How LBO Model Builder Works
The LBO Model Builder constructs a leveraged buyout financial model that calculates investor returns based on the acquisition structure, debt paydown schedule, and exit assumptions. It is the standard analytical framework used by private equity firms to evaluate potential acquisitions and determine the maximum price they can pay while achieving target returns.
The tool walks you through building the three core components of an LBO model. First, the sources and uses of funds — how the acquisition is financed through a combination of debt tranches (senior, mezzanine, subordinated) and equity from the sponsor. Second, the operating model — projecting revenue growth, EBITDA margins, and free cash flow generation over a typical 5-7 year hold period. Third, the debt schedule — modeling mandatory amortization, cash flow sweeps, and optional prepayments to show how leverage decreases over time.
With these inputs, the model calculates the internal rate of return (IRR) and multiple of invested capital (MOIC) under your base case assumptions. The IRR captures the annualized return to the equity sponsor, while MOIC shows the total cash-on-cash multiple. Most PE firms target a minimum 20-25% IRR or 2.0-3.0x MOIC.
The sensitivity analysis feature lets you flex key assumptions — entry multiple, exit multiple, revenue growth, and leverage ratio — to understand which variables drive returns most. This reveals whether a deal is primarily a "multiple expansion" story, an "operational improvement" story, or a "deleveraging" story. Use it alongside the Cap Table Calculator for equity structuring or the Comparable Company Analysis (Comps) tool to validate entry and exit multiple assumptions.
Key Terms Explained
- Internal Rate of Return (IRR)
- The annualized effective compounded return rate earned by the private equity sponsor on their invested equity, accounting for the timing and magnitude of all cash flows.
- Multiple of Invested Capital (MOIC)
- The total cash returned to the equity investor divided by the total equity invested, representing the gross cash-on-cash return without regard to time.
- Debt Service Coverage Ratio
- Operating cash flow divided by total debt service (interest plus mandatory principal payments), measuring the company's ability to meet its debt obligations.
- Leveraged Buyout
- An acquisition strategy where a significant portion of the purchase price is financed with debt, using the target company's cash flows to service and repay that debt over time.
- Exit Multiple
- The EV/EBITDA multiple at which the private equity sponsor sells the company, a critical assumption that heavily influences the projected IRR.
Who Needs This Tool
Building a quick LBO model during a deal screening process to determine if a target company can support enough leverage to achieve the fund's 25% IRR hurdle rate.
Running an LBO analysis as part of a sell-side pitch to demonstrate what price financial sponsors could afford to pay for the client's business.
Practicing LBO modeling for private equity recruiting by building models on real companies and testing sensitivity to key assumptions.
Evaluating whether a division spinoff to a PE buyer would generate a higher valuation than a strategic sale by modeling what PE firms could pay.

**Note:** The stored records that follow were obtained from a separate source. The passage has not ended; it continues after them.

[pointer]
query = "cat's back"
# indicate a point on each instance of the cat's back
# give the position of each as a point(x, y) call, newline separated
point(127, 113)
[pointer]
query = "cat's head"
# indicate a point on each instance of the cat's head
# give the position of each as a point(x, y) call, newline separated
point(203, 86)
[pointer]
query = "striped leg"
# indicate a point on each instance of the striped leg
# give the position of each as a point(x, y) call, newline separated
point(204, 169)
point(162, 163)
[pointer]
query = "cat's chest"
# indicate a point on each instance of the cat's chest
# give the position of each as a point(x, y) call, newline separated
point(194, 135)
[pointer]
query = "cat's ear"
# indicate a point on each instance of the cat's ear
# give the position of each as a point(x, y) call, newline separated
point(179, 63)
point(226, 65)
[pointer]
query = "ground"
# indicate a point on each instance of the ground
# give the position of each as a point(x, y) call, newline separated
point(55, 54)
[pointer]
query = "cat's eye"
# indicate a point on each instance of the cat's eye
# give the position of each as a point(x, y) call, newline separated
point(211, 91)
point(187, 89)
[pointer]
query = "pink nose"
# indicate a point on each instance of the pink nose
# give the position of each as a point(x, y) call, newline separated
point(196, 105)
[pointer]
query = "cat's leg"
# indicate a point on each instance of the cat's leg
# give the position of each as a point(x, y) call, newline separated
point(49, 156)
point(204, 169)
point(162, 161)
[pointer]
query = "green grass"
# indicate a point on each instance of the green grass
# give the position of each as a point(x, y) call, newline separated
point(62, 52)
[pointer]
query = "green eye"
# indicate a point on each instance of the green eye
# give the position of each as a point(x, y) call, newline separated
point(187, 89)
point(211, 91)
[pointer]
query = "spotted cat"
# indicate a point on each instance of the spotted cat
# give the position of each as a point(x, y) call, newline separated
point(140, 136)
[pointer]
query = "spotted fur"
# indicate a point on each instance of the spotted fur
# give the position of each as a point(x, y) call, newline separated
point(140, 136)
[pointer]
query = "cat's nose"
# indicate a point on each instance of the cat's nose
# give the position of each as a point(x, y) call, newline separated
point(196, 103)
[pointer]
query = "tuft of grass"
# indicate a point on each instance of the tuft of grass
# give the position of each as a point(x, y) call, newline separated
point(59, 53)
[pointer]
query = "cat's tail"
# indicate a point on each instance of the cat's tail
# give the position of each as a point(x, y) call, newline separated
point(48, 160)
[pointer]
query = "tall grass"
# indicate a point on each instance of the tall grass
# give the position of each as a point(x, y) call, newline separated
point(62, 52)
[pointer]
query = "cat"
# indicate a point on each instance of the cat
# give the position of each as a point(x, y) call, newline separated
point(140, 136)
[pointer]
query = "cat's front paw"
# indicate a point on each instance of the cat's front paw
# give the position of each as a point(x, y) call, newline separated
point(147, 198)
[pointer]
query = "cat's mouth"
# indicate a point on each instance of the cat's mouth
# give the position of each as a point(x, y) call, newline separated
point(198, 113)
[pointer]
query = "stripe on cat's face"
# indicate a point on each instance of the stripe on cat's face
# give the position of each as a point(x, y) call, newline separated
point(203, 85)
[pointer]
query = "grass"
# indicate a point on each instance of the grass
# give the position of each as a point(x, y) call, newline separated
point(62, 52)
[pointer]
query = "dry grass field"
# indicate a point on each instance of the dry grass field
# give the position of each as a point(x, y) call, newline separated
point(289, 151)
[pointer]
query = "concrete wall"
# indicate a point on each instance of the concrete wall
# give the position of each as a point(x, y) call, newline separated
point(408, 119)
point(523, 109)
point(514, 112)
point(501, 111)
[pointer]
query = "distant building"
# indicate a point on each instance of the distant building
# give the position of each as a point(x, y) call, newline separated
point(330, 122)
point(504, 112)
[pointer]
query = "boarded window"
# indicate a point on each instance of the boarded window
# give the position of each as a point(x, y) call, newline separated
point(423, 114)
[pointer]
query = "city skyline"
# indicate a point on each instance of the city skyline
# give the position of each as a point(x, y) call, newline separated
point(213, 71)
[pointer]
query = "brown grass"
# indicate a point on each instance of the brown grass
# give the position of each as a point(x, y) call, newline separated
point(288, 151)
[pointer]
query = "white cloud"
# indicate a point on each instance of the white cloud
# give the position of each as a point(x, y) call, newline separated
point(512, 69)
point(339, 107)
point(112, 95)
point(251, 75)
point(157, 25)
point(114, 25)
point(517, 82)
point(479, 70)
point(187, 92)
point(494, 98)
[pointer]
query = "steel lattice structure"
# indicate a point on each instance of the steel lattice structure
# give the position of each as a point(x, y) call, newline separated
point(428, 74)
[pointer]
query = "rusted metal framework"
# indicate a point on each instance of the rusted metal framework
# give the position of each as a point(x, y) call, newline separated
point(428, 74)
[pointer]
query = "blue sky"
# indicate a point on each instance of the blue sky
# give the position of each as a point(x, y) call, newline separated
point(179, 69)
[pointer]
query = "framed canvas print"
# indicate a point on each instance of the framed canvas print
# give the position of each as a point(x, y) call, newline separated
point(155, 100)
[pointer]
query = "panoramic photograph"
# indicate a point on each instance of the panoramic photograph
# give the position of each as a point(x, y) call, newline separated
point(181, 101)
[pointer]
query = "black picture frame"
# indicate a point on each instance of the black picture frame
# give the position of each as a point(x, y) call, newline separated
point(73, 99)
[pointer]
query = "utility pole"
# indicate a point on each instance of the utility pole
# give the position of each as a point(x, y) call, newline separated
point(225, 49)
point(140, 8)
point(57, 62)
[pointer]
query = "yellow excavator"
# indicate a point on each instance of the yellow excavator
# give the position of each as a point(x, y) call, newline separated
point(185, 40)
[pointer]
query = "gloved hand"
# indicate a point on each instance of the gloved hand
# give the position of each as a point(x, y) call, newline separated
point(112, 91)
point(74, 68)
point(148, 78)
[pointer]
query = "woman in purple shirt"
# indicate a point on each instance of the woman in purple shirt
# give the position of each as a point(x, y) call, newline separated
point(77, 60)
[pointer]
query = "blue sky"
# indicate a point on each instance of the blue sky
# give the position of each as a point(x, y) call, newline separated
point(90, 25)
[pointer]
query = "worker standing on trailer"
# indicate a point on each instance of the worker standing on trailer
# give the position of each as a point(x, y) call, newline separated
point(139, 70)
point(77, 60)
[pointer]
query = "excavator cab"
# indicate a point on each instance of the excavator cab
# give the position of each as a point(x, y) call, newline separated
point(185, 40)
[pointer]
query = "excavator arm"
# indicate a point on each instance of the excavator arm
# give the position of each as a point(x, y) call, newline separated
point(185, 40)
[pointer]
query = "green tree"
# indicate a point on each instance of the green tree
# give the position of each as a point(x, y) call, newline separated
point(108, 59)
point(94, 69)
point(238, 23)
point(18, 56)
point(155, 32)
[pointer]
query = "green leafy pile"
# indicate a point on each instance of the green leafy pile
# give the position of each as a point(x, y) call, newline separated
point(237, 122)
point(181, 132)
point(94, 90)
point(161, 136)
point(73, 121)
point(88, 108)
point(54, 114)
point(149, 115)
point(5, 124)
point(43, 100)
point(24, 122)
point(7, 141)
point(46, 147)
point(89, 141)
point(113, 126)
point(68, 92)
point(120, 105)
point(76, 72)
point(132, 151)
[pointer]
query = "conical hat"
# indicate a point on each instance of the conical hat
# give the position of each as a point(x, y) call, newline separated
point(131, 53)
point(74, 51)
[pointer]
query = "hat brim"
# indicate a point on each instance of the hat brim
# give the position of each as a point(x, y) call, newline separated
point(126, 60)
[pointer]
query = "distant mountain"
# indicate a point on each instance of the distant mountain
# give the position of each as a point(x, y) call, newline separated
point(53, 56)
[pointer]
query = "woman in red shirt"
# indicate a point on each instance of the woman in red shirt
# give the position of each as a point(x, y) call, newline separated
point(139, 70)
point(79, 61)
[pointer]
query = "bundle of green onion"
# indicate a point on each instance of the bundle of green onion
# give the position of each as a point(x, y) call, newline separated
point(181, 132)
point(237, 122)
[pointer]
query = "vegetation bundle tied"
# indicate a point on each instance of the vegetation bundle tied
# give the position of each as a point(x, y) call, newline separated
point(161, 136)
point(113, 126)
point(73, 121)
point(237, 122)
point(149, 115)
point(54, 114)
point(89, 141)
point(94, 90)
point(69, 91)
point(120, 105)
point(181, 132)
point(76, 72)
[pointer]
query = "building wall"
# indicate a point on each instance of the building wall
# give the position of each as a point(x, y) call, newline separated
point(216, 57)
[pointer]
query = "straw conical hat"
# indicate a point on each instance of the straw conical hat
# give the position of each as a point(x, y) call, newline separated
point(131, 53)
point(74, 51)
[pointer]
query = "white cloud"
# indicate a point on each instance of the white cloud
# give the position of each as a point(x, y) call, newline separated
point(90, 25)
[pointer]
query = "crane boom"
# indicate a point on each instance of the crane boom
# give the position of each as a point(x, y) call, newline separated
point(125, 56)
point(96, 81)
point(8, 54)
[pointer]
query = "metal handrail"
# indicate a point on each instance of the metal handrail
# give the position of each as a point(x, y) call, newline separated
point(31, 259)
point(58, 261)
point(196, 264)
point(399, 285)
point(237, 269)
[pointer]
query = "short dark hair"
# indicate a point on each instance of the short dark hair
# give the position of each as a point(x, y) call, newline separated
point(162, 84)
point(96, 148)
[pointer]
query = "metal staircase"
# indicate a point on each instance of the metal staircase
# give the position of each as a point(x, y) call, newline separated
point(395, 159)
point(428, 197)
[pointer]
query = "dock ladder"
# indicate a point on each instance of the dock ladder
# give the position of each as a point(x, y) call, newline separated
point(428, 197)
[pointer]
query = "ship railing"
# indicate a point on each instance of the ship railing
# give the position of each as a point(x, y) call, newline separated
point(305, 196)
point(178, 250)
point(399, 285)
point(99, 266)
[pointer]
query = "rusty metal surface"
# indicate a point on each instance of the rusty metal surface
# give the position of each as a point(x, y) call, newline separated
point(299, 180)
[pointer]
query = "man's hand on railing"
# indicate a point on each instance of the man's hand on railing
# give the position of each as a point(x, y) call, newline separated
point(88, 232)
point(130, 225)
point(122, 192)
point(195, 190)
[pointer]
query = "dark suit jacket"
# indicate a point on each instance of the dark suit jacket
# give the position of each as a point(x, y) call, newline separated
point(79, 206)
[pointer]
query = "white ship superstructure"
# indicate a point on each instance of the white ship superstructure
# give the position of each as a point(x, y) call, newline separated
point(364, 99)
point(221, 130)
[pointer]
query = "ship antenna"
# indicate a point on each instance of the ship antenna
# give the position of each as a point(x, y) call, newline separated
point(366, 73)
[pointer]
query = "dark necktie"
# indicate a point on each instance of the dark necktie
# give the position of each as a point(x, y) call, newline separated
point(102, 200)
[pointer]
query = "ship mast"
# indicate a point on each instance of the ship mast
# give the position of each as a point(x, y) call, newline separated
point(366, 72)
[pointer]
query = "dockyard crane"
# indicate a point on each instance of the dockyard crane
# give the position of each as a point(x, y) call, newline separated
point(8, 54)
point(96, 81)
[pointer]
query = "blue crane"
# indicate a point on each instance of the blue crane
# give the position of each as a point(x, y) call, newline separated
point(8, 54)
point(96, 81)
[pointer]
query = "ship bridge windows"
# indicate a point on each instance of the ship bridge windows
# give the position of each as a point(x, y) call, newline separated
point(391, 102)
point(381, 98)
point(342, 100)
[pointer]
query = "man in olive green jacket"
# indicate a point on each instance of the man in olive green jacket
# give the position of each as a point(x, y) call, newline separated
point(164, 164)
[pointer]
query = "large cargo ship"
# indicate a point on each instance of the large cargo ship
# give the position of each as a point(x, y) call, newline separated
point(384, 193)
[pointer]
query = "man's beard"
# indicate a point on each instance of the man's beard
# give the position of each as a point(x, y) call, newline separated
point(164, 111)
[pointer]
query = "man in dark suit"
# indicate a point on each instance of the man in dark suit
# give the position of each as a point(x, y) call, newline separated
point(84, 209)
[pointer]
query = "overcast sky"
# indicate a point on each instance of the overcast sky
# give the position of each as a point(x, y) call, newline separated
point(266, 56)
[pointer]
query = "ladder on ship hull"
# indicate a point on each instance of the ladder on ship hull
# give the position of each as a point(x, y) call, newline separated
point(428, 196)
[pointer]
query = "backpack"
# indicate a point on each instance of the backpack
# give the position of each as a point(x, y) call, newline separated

Stress-testing a leveraged loan by modeling downside scenarios to determine if the borrower can maintain debt service coverage ratios above covenant thresholds.
Methodology & Formulas
IRR is calculated as the discount rate that sets the net present value of the equity sponsor's cash flows (initial investment plus any dividends minus the exit equity value) to zero. Exit equity value equals the projected exit-year EBITDA multiplied by the exit multiple, minus net debt remaining at exit. Debt paydown follows a waterfall: mandatory amortization first, then excess cash flow sweeps (typically 50-75% of excess cash), with remaining cash building on the balance sheet. Leverage ratios (Debt/EBITDA) are tested against typical covenant levels at each period.
Pro Tips
- Start with the debt capacity analysis — determine maximum leverage by ensuring minimum 1.5x debt service coverage in your downside case, then work backward to the equity check.
- Model at least three scenarios (base, upside, downside) and pay attention to which assumptions must hold for the deal to meet minimum returns in the downside case.
- Remember that IRR is highly sensitive to hold period — a 2.5x MOIC over 3 years is a 36% IRR, but over 6 years it's only 16%. Time kills IRR.
- Include management rollover equity and any co-invest from LPs separately to properly calculate the fund-level versus gross deal-level returns.
- Validate your exit multiple assumption by checking current trading multiples and historical transaction multiples in the sector using comparable company analysis.